Laptops Pick Up As School Resources Fall

The Age

Tuesday November 2, 1993

Bruce Dixon

THERE is much discussion about the educational advantages of laptops, with a number of schools reflecting on their medium-term strategies for computing resources. The interesting question is: are we seeing the first signs of a dramatic shift in how students and schools are provided with computing resources? Laptops have been used in education for several years now, most evidently at such schools as MLC, Toorak College and Trinity Grammar, but also with projects in a number of state schools. However, it has only been in the past six months that the educational laptop momentum has increased significantly. This has, in part, been fuelled by the more recent improvements in laptop technology that now overcome some of the earlier concerns of schools. These include better battery technology to give increased time for use in class, less charging hassles, the inclusion of hard disks and improved screen readability.

Figures from the United States show that there are about two million computers in schools throughout the country. Although this may seem like a significant number, this is not even one computer for each teacher.

Just as significant, more than 70 per cent of those computers are at least five years old.
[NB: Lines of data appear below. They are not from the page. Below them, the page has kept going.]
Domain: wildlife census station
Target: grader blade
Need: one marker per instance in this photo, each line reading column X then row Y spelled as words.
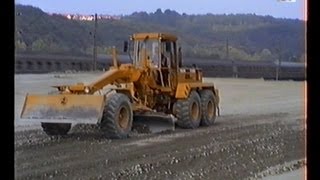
column 63, row 108
column 151, row 122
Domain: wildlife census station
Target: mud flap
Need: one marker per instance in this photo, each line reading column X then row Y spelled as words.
column 153, row 122
column 63, row 108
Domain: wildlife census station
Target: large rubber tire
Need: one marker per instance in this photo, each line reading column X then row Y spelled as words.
column 188, row 111
column 208, row 108
column 117, row 117
column 53, row 129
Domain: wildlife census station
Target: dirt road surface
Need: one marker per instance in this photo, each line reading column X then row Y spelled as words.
column 261, row 132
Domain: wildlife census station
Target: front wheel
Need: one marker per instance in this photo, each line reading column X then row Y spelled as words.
column 117, row 117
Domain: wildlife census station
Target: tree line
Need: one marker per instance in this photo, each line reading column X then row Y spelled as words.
column 232, row 36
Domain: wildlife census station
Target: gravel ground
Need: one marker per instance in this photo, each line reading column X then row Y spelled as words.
column 260, row 133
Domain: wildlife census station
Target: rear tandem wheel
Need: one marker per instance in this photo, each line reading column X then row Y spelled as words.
column 208, row 107
column 188, row 111
column 117, row 117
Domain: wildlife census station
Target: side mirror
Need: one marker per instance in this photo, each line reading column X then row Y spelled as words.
column 168, row 46
column 125, row 46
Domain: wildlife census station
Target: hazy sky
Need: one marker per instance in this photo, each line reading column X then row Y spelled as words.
column 118, row 7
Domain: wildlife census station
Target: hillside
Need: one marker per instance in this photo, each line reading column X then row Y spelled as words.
column 250, row 37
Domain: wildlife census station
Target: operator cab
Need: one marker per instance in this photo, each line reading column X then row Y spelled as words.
column 158, row 52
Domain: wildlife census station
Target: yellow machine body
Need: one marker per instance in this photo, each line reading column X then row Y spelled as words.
column 150, row 83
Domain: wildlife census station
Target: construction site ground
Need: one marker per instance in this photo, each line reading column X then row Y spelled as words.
column 260, row 133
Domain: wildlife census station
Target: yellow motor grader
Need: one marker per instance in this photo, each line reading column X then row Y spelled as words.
column 154, row 85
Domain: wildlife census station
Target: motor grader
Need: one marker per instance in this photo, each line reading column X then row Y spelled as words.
column 154, row 85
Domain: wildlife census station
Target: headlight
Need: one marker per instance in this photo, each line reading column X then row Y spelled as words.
column 86, row 90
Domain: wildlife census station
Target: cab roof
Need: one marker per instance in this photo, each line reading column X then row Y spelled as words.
column 162, row 36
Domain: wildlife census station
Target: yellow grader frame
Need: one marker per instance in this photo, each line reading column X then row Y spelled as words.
column 153, row 85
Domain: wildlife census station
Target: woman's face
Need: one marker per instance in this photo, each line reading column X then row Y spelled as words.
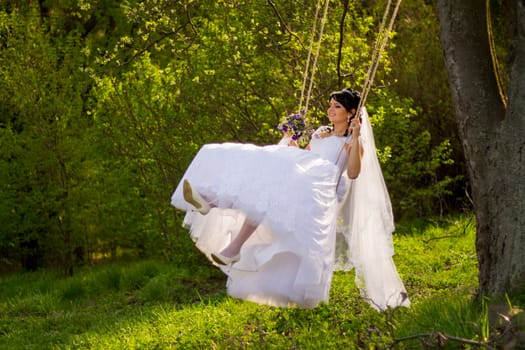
column 337, row 113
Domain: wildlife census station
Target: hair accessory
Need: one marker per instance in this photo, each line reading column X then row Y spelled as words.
column 349, row 91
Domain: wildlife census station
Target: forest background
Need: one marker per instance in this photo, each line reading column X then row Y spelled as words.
column 104, row 103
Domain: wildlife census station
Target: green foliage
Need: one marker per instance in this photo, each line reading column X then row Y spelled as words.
column 157, row 304
column 412, row 162
column 104, row 104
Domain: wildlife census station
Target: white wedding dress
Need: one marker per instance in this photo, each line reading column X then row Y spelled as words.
column 295, row 196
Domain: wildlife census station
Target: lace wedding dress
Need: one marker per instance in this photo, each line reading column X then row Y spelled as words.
column 297, row 197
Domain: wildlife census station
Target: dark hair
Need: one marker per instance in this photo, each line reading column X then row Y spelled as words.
column 347, row 97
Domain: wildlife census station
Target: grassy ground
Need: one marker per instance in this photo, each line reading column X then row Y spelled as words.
column 161, row 305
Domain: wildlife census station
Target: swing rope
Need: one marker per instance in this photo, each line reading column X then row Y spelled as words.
column 314, row 64
column 379, row 47
column 389, row 17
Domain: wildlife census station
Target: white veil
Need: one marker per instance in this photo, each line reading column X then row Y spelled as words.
column 367, row 224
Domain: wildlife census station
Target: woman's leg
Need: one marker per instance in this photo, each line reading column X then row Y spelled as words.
column 247, row 229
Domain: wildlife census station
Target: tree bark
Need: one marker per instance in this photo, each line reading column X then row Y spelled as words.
column 492, row 137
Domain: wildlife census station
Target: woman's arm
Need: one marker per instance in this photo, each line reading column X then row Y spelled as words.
column 354, row 149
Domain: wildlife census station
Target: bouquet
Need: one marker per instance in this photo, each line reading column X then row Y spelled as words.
column 295, row 127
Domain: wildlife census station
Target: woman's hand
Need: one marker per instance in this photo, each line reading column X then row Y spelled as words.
column 355, row 127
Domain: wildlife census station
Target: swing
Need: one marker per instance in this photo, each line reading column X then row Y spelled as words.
column 381, row 41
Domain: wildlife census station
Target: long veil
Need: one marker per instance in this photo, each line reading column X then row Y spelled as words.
column 367, row 224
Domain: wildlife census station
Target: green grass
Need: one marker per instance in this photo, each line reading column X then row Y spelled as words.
column 162, row 305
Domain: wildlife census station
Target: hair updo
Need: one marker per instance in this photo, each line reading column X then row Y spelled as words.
column 347, row 97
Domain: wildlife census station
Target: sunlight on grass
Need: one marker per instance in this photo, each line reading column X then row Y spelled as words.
column 156, row 304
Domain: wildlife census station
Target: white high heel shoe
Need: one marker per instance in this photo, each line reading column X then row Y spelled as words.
column 194, row 198
column 224, row 260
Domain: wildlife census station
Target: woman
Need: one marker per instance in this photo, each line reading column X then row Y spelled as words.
column 268, row 215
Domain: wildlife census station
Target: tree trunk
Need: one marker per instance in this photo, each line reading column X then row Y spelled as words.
column 492, row 137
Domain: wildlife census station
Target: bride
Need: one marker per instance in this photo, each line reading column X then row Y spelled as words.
column 268, row 216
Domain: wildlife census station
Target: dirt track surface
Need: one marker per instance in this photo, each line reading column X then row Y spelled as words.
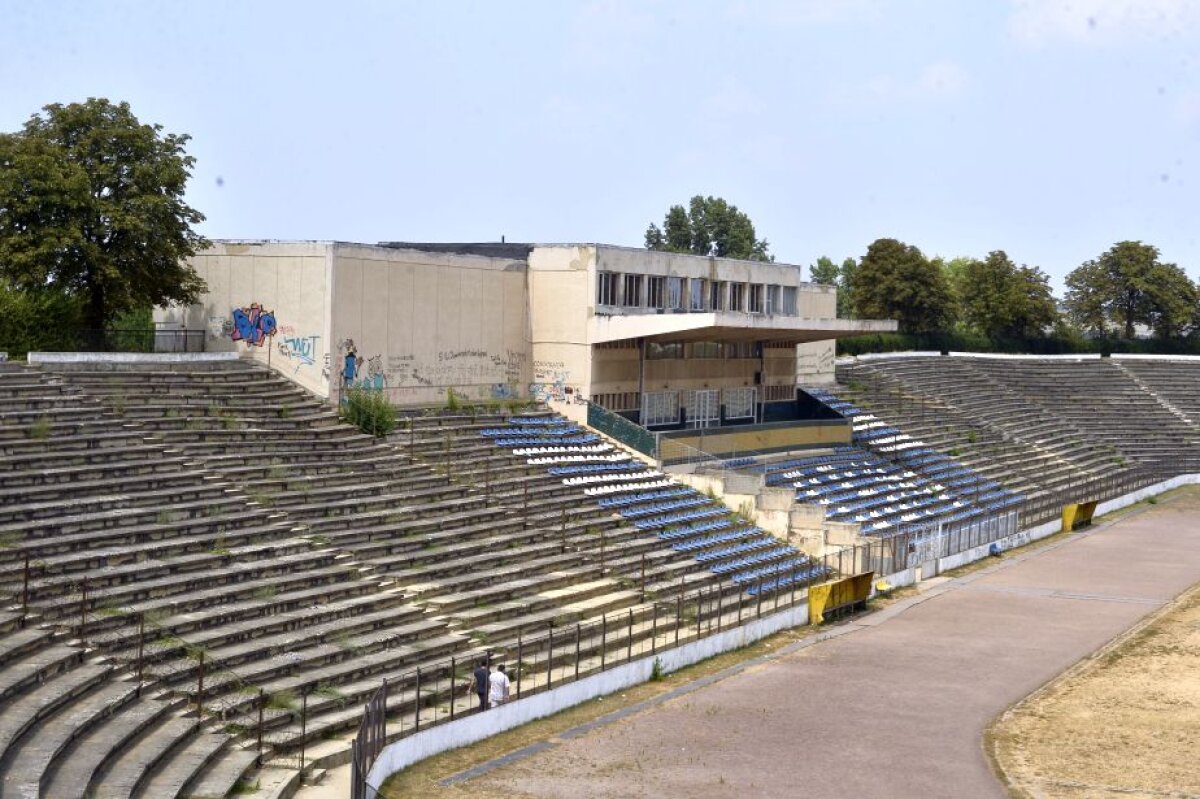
column 898, row 706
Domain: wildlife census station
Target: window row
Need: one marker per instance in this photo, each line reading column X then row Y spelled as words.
column 696, row 349
column 694, row 294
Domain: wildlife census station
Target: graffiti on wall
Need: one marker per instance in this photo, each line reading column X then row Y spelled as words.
column 252, row 324
column 550, row 382
column 299, row 349
column 359, row 372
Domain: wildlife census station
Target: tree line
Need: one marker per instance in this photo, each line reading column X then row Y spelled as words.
column 1127, row 298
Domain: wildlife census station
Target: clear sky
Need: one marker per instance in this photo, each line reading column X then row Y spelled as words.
column 1048, row 128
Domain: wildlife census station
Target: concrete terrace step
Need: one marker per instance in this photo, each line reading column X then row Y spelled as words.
column 19, row 674
column 40, row 702
column 29, row 761
column 221, row 775
column 183, row 764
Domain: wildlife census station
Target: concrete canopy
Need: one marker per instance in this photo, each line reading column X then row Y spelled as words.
column 724, row 325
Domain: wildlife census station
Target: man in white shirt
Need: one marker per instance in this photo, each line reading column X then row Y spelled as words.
column 499, row 686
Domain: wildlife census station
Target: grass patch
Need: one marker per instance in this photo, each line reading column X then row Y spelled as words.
column 40, row 430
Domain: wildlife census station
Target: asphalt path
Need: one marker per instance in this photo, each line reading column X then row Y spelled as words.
column 894, row 703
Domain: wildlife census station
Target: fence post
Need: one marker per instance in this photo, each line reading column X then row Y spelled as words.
column 550, row 654
column 262, row 702
column 24, row 594
column 199, row 689
column 83, row 613
column 417, row 702
column 678, row 613
column 654, row 630
column 304, row 727
column 142, row 640
column 604, row 637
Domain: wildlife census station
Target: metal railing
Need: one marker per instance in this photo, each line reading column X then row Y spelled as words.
column 139, row 341
column 621, row 428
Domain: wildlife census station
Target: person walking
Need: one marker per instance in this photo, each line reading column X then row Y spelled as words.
column 499, row 685
column 480, row 679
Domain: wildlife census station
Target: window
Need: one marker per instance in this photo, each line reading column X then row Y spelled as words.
column 606, row 288
column 663, row 350
column 737, row 296
column 675, row 293
column 774, row 299
column 660, row 408
column 755, row 304
column 739, row 403
column 790, row 307
column 717, row 295
column 655, row 293
column 705, row 349
column 633, row 295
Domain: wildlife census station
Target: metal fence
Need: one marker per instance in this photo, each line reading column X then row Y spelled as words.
column 621, row 428
column 369, row 742
column 139, row 341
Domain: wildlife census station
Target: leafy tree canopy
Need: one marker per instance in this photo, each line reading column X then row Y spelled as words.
column 895, row 281
column 708, row 227
column 1128, row 286
column 91, row 205
column 1002, row 300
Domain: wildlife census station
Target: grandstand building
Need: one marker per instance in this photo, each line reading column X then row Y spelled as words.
column 670, row 341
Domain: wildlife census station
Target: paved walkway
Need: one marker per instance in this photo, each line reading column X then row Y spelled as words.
column 894, row 707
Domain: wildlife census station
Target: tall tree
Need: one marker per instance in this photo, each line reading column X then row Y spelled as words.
column 708, row 227
column 91, row 204
column 1002, row 300
column 897, row 281
column 846, row 288
column 1128, row 286
column 825, row 271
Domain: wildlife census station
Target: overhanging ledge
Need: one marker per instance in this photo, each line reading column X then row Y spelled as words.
column 729, row 326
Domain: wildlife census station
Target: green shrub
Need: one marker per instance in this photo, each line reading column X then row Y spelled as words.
column 370, row 410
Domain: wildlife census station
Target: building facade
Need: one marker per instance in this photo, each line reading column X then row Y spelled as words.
column 664, row 338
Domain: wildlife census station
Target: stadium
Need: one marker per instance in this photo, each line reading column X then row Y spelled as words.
column 607, row 463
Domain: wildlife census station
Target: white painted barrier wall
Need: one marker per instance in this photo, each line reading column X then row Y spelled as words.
column 461, row 732
column 131, row 358
column 472, row 728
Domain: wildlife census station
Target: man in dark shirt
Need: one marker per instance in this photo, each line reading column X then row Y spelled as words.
column 479, row 680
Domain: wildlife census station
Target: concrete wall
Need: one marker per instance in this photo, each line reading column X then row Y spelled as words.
column 562, row 289
column 287, row 282
column 424, row 322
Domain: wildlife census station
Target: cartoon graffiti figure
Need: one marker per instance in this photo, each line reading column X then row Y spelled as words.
column 352, row 364
column 252, row 325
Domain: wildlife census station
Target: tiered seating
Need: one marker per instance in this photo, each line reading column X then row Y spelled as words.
column 859, row 486
column 979, row 422
column 237, row 520
column 691, row 522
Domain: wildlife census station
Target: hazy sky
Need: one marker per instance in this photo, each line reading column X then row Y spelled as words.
column 1048, row 128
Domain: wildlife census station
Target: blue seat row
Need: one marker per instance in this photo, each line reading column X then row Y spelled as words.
column 595, row 468
column 664, row 506
column 643, row 497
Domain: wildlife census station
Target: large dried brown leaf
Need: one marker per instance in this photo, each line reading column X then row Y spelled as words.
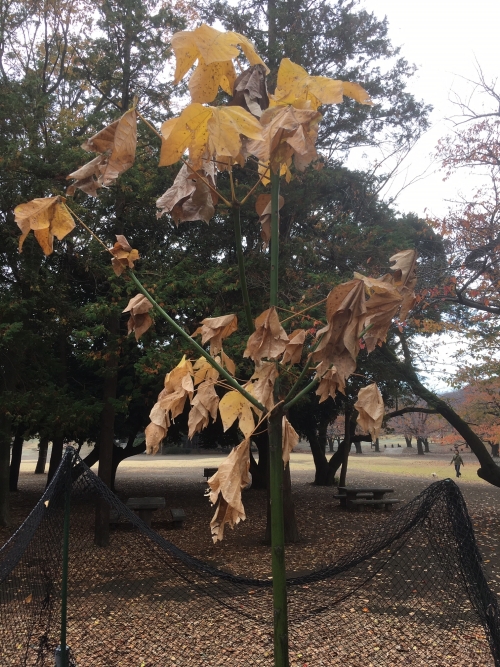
column 269, row 339
column 234, row 405
column 118, row 143
column 330, row 383
column 140, row 320
column 228, row 482
column 370, row 407
column 346, row 313
column 289, row 440
column 263, row 208
column 124, row 255
column 188, row 199
column 203, row 406
column 293, row 350
column 287, row 133
column 215, row 330
column 250, row 90
column 47, row 217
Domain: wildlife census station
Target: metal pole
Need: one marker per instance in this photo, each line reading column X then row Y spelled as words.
column 64, row 582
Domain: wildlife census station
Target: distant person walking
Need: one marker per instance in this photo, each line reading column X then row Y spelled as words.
column 457, row 461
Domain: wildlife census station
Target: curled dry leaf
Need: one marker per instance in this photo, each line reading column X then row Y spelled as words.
column 269, row 339
column 250, row 90
column 117, row 144
column 389, row 294
column 295, row 86
column 293, row 349
column 289, row 439
column 370, row 407
column 189, row 198
column 203, row 371
column 203, row 406
column 286, row 133
column 47, row 217
column 263, row 208
column 346, row 312
column 215, row 330
column 139, row 320
column 330, row 383
column 262, row 383
column 234, row 405
column 206, row 132
column 228, row 482
column 124, row 255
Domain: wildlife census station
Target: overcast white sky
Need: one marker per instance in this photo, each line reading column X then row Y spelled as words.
column 444, row 38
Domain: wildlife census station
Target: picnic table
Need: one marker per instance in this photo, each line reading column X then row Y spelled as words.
column 353, row 497
column 144, row 507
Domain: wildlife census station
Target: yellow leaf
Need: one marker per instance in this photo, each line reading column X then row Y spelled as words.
column 232, row 406
column 296, row 87
column 210, row 47
column 47, row 217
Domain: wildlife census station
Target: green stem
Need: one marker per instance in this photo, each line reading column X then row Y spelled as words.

Not only do schools not have enough computers to resource students, but many of those they do have are now only of limited use because of the hardware demands placed by the latest software.

Most informed estimates suggest that Australia has taken up the educational technology challenge even faster than our US counterparts.

However, the problem is still critical. Although many schools make the best use of their limited facilities, there is still a significant problem in providing students with appropriate technology.

This is obvious in the senior high school years and tertiary institutions, where students who do not have access to reasonably powerful computers are placed at a significant disadvantage. Think of the enormous numbers of students working in school computing labs well into the night around VCE CAT time, and the many parents who purchased a home computer to allow their children to keep up with the workload.

But is it enough? What we are getting is a growing inequity between schools and students who have sufficient computing resources, and those that do not. This highlights the real issue of who should be providing the resources in the first place. Is it the responsibility of schools, via taxpayers and fundraisers, to maintain computing facilities for all students? Is this possible? Maybe we should be getting closer to seeing some of the realities of Alan Kay's DynaBook vision, where computers become the student's tools and an integral part of their learning. This is the vision that laptops' manufacturers are tapping into. The only barriers to this are affordability, and the realignment of the school working environment to accommodate such a key change.

The affordability issue is, in some ways, less significant for parents whose children attend independent schools, where the parents are used to paying for many aspects of their child's education. The attitude in state schools is changing as parents realise that the Governments' educational resource budgets are getting smaller. In neither case is the decision to purchase a personal computer necessarily an easy one.

However, where parents know that the computer they are buying is going to be used both at home and at school _ as in the case of a laptop _ then the decision can seem more reasonable.

It is thus contingent upon schools to reassess the facilities they are providing to better accommodate laptop-using students. The school computing budget can become more focused on providing support facilities such as printers, scanners, communications, CD-ROM and network access, and less on the actual provision of the computers themselves.

We have shifted the cost of providing resources such as books and calculators from schools to the home, and it will only be a matter of time before the same will happen for the bulk of computing resources.

What we must be looking for are innovative ways of financially assisting parents in making that transition. We also need to implement comprehensive teacher development programs to ensure we get the most out of it.

CLARIS have just released two worthwhile resources for teachers using ClarisWorks 2.0 in their schools.

ClarisWorks for Teachers is a tutorial program for ClarisWorks built around common classroom tasks such as letters to parents, student records and so on.

ClarisWorks 2.0 in the Classroom is an excellent bundle of projects for using ClarisWorks in curriculum areas such as language arts, science, maths and social studies and is ideal for middle primary through to middle secondary. Each pack includes a Mac disk for $29.95 which is available from your local Claris supplier.